The Q4 GGUF quantized path (2.5 GB) runs entirely client-side in a browser tab via WASM + WebGPU.
# Download model weights (~9 GB)
uv run --with huggingface_hub \
hf download mistralai/Voxtral-Mini-4B-Realtime-2602 --local-dir models/voxtral
# Transcribe an audio file (f32 SafeTensors path)
cargo run --release --features "wgpu,cli,hub" --bin voxtral-transcribe -- \
--audio audio.wav --model models/voxtral
# Or use the Q4 quantized path (~2.5 GB)
cargo run --release --features "wgpu,cli,hub" --bin voxtral-transcribe -- \
--audio audio.wav --gguf models/voxtral-q4.gguf --tokenizer models/voxtral/tekken.json
# Build WASM package
wasm-pack build --target web --no-default-features --features wasm
# Generate self-signed cert (WebGPU requires secure context)

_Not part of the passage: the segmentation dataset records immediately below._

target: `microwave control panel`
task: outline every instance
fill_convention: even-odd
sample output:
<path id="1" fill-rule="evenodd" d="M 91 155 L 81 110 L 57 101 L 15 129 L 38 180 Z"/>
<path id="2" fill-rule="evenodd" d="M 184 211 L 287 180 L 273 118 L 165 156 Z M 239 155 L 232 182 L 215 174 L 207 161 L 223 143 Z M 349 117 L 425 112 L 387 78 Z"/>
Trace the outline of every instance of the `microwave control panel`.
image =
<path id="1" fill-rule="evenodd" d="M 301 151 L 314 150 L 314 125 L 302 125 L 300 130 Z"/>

openssl req -x509 -newkey ec -pkeyopt ec_paramgen_curve:prime256v1 \
-keyout /tmp/voxtral-key.pem -out /tmp/voxtral-cert.pem \
-days 7 -nodes -subj "/CN=localhost"
# Start dev server
bun serve.mjs
Open https://localhost:8443, accept the certificate, and click Load from Server to download the model shards. Record from your microphone or upload a WAV file to transcribe.
Audio (16kHz mono)
→ Mel spectrogram [B, 128, T]
→ Causal encoder (32 layers, 1280 dim, sliding window 750)

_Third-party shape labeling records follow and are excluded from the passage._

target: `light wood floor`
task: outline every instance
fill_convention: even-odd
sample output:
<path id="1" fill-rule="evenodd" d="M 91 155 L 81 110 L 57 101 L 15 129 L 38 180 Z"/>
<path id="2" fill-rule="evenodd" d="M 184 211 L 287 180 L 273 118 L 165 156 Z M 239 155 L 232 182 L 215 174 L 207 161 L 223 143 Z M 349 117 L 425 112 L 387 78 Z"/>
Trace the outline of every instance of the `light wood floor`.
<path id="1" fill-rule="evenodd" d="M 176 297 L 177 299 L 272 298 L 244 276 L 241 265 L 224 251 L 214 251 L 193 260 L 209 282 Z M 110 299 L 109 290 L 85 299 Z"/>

→ Conv 4x downsample → Reshape [B, T/16, 5120]
→ Adapter [B, T/16, 3072]
→ Autoregressive decoder (26 layers, 3072 dim, GQA 32Q/8KV)
→ Token IDs → Text
| F32 (native) | Q4 GGUF (native + browser) | |
|---|---|---|
| Weights | SafeTensors (~9 GB) | GGUF Q4_0 (~2.5 GB) |
| Linear ops | Burn tensor matmul | Custom WGSL shader (fused dequant + matmul) |
| Embeddings | f32 tensor (1.5 GiB) | Q4 on GPU (216 MB) + CPU bytes for lookups |
| Browser | No | Yes (WASM + WebGPU) |
The upstream mistral-common library left-pads audio with 32 silence tokens (at 12.5 Hz). After the mel/conv/reshape pipeline, this covers only 16 of the 38 decoder prefix positions with silence — the remaining 22 contain actual audio. The f32 model handles this fine, but Q4_0 quantization makes the decoder sensitive to speech content in the prefix: audio that starts immediately with speech (mic recordings, clips with no leading silence) produces all-pad tokens instead of text.

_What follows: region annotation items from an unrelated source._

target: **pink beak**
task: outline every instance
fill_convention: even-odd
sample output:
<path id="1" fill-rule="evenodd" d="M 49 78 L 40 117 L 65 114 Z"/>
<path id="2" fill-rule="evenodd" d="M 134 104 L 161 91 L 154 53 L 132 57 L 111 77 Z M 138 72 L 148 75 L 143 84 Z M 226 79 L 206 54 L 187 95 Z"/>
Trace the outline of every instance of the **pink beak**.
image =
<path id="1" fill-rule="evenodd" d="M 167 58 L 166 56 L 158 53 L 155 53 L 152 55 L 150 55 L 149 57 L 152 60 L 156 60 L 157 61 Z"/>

We increase the left padding to 76 tokens, which maps to exactly 38 decoder tokens of silence and covers the full streaming prefix. See src/audio/pad.rs for details.
Running a 4B model in a browser tab required solving five hard constraints:
- 2 GB allocation limit —
ShardedCursorreads across multipleVecbuffers - 4 GB address space — Two-phase loading: parse weights, drop reader, then finalize
- 1.5 GiB embedding table — Q4 embeddings on GPU + CPU-side row lookups
- No sync GPU readback — All tensor reads use
into_data_async().await - 256 workgroup invocation limit — Patched cubecl-wgpu to cap reduce kernel workgroups
# Native (default features: wgpu + native-tokenizer)
cargo build --release
# With all features
cargo build --release --features "wgpu,cli,hub"
# WASM
wasm-pack build --target web --no-default-features --features wasm
| Feature | Description |
|---|---|
wgpu (default) |
GPU backend via Burn/CubeCL (WebGPU, Vulkan, Metal) |
native-tokenizer (default) |
Tekken tokenizer (C deps, not WASM-compatible) |
wasm |
Browser support: wasm-bindgen, WebGPU device init, JS bindings |
cli |
CLI binary with clap + indicatif |
hub |
HuggingFace Hub model downloads |
# Unit + integration tests (107 tests)
cargo test --features "wgpu,cli,hub"
# Lint
cargo clippy --features "wgpu,cli,hub" -- -D warnings
cargo clippy --no-default-features --features wasm --target wasm32-unknown-unknown -- -D warnings
# E2E browser test (requires Playwright + model shards)
bunx playwright test tests/e2e_browser.spec.ts
The GGUF file must be split into shards of 512 MB or less to stay under the browser’s ArrayBuffer limit:
split -b 512m models/voxtral-q4.gguf models/voxtral-q4-shards/shard-
The dev server and E2E test discover shards automatically from models/voxtral-q4-shards/.
src/
audio/ # Mel spectrogram, chunking, resampling, padding
models/ # F32 model: encoder, decoder, adapter, attention, RoPE, KV cache
gguf/ # Q4 GGUF: reader, loader, model, tensor, WGSL shader, tests
web/ # WASM bindings: VoxtralQ4, initWgpuDevice, async decode loop
tokenizer/ # Tekken tokenizer wrapper (native only)
bin/transcribe # CLI binary
web/ # Browser demo: index.html, worker.js, voxtral-client.js
tests/ # Integration tests + Playwright E2E spec
patches/ # cubecl-wgpu workgroup size fix for WebGPU
Apache-2.0